Parsing YAML in Python — PyYAML, ruamel.yaml, and Safe Loading

If you're working with YAML in Python, you're almost certainly using PyYAML. It's the standard library, it's been around since 2006, and it ships with a function called yaml.load() that has a critical security vulnerability that's burned a lot of teams. The fix is one word — safe_load — but you need to understand why, what you trade off, and when the newer ruamel.yaml library is the better choice.

This guide covers practical YAML parsing in Python: safe loading, multi-document streams, dumping Python objects back to YAML, config file patterns with defaults, and error handling. All examples use real-world scenarios — no placeholder data.

Installation

bash

pip install pyyaml

# For ruamel.yaml (covered later)
pip install ruamel.yaml

yaml.safe_load() — The One You Should Always Use

The most important thing to know about PyYAML is that yaml.load() can execute arbitrary Python code embedded in a YAML file. This is not a theoretical risk — it's a well-documented attack vector. Always use yaml.safe_load():

python

import yaml

# DANGEROUS — never use this with untrusted input
data = yaml.load(open('config.yaml'), Loader=yaml.FullLoader)

# SAFE — use this for any YAML from external sources
data = yaml.safe_load(open('config.yaml'))

# The attack: a YAML file could contain this, which executes Python
# !!python/object/apply:os.system ["rm -rf /important-dir"]

Security note: yaml.safe_load() only supports standard YAML types: strings, numbers, booleans, null, lists, and dicts. It will raise a ConstructorError if the YAML contains Python-specific tags like !!python/object. This is exactly the behaviour you want. yaml.full_load() is safer than the old bare yaml.load() but still less restrictive than safe_load(). Start with safe_load() and only upgrade if you genuinely need it.

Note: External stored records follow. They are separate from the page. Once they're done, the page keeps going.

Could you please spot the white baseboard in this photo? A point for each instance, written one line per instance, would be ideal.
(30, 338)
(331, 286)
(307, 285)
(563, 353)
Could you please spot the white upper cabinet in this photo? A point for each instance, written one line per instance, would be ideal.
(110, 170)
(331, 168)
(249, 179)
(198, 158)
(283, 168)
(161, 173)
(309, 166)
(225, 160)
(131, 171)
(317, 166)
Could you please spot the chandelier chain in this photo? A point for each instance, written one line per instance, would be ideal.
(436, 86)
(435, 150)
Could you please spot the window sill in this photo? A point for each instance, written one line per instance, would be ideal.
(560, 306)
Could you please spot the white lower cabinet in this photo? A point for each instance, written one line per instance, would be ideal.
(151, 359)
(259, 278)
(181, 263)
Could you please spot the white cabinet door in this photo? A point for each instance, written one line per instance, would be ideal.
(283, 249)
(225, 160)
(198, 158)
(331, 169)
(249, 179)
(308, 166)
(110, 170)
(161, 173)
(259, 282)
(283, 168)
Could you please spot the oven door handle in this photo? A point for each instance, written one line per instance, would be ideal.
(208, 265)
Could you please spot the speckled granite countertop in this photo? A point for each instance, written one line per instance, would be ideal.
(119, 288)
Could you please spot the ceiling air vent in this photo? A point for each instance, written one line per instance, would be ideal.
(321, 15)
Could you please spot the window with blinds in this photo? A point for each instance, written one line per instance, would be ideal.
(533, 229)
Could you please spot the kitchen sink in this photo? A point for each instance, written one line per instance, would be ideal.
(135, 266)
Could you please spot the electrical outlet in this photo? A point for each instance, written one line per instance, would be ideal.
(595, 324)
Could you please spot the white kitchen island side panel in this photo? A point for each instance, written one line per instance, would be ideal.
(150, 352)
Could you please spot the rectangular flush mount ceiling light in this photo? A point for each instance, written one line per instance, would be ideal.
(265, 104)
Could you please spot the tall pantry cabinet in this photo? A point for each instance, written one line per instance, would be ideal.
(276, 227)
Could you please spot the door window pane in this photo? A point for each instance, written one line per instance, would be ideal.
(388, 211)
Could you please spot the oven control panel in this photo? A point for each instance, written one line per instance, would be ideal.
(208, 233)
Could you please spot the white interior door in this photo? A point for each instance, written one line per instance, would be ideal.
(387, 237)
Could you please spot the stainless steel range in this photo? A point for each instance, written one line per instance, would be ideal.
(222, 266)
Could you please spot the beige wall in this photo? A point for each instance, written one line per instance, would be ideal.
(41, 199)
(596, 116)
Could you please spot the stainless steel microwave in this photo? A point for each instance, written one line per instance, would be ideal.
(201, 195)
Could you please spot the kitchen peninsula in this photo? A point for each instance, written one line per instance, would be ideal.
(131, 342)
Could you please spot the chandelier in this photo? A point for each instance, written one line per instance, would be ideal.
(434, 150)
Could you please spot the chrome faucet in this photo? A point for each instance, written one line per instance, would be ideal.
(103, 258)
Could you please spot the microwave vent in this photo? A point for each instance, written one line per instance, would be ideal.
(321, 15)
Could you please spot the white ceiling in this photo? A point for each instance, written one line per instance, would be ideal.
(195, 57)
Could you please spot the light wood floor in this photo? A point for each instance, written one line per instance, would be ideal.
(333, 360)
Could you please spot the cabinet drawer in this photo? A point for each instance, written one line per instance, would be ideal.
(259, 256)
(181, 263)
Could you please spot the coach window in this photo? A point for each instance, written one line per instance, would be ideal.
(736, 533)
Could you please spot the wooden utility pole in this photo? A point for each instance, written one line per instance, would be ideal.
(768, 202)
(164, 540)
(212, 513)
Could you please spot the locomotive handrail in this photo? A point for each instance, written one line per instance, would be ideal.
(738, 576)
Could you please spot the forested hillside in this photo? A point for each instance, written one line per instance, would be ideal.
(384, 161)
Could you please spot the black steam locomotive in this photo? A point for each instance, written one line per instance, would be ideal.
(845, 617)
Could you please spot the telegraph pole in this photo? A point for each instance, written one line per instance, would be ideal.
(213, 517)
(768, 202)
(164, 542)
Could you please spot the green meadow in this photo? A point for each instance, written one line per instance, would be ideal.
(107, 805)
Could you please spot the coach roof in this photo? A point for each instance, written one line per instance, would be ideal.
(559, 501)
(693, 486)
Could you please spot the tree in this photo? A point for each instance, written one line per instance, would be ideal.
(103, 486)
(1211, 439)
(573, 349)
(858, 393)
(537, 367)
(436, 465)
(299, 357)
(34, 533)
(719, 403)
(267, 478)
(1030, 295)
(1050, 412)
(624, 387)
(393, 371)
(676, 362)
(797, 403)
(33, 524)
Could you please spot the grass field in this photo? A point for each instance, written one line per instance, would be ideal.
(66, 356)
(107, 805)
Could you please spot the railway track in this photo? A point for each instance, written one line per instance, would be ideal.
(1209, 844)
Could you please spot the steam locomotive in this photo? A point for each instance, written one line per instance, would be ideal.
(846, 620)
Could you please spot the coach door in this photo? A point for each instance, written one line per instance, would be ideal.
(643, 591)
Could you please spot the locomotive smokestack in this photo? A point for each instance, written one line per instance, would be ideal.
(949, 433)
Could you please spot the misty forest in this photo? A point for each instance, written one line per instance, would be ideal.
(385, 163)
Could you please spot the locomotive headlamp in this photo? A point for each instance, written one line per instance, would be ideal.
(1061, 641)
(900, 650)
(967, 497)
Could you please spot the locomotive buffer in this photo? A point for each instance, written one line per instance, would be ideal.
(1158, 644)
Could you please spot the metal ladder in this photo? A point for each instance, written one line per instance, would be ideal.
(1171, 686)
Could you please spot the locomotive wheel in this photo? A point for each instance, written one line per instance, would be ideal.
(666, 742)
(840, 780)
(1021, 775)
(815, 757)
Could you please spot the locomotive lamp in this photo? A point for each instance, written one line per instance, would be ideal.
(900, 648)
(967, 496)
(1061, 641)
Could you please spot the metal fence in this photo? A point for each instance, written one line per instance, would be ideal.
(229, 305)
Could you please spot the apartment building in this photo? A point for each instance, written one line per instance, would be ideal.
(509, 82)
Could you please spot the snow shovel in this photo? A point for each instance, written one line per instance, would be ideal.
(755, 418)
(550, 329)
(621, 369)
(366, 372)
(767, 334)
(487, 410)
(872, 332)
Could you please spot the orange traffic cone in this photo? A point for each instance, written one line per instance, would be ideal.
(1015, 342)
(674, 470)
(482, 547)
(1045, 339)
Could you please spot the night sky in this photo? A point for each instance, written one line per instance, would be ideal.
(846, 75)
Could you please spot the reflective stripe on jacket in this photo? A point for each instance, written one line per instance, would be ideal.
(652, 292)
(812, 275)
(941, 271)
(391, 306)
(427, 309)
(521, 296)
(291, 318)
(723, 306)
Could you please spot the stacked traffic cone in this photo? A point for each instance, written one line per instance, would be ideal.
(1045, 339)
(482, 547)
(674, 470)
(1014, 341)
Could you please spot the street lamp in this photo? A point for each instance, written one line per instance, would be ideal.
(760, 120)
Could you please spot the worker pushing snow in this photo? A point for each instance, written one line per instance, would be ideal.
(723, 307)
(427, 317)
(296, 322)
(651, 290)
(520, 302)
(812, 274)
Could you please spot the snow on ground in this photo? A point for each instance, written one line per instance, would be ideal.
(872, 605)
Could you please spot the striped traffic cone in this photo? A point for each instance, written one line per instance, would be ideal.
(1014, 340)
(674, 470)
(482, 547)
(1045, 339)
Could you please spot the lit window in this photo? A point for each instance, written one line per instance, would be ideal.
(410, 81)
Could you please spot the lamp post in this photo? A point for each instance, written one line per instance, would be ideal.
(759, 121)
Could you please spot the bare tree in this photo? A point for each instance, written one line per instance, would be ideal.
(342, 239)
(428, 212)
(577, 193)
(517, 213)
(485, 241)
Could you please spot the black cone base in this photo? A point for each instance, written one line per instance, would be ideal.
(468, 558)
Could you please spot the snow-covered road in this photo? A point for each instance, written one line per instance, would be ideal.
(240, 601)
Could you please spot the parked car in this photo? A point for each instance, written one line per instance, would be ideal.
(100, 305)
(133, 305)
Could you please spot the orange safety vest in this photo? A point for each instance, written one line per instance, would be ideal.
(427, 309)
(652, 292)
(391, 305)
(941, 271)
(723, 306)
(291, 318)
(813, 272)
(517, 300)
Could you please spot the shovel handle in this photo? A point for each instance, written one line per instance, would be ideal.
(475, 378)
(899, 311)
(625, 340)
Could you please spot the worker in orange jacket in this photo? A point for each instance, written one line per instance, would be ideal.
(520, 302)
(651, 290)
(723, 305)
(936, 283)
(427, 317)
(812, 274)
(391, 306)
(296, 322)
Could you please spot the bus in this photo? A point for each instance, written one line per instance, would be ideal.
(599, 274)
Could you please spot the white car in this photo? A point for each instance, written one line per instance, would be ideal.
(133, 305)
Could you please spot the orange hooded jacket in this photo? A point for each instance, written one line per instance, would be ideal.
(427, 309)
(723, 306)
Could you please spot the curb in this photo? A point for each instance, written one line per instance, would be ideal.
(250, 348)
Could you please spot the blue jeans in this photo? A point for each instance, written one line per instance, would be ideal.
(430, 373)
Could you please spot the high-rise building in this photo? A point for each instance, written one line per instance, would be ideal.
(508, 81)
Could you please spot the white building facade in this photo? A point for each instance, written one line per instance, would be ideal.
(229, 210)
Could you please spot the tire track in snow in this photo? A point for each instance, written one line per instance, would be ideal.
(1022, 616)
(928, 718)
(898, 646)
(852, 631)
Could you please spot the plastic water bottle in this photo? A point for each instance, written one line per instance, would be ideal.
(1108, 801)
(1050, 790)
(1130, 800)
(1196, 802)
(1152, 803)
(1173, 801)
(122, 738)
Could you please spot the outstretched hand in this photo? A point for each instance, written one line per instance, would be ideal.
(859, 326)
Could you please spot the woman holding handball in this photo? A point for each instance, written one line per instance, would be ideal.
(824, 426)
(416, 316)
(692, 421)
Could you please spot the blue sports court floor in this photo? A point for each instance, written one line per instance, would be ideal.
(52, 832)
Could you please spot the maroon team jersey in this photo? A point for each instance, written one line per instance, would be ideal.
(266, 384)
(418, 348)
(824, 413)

Loading a YAML Config File

Here's a realistic config loading pattern for a web application. We load a YAML config file and use Python's dict merge to fill in defaults for anything not specified:

python

# config.yaml
database:
  host: postgres.internal
  port: 5432
  name: myapp_prod
  pool_size: 10

redis:
  host: redis.internal
  port: 6379

logging:
  level: INFO
  format: json

python

import yaml
from pathlib import Path
from typing import Any

DEFAULT_CONFIG = {
    'database': {
        'host': 'localhost',
        'port': 5432,
        'name': 'myapp',
        'pool_size': 5,
        'ssl': False,
    },
    'redis': {
        'host': 'localhost',
        'port': 6379,
        'db': 0,
    },
    'logging': {
        'level': 'DEBUG',
        'format': 'text',
    }
}

def deep_merge(base: dict, override: dict) -> dict:
    """Recursively merge override into base, returning a new dict."""
    result = base.copy()
    for key, value in override.items():
        if key in result and isinstance(result[key], dict) and isinstance(value, dict):
            result[key] = deep_merge(result[key], value)
        else:
            result[key] = value
    return result

def load_config(config_path: str | Path) -> dict[str, Any]:
    path = Path(config_path)
    if not path.exists():
        raise FileNotFoundError(f"Config file not found: {path}")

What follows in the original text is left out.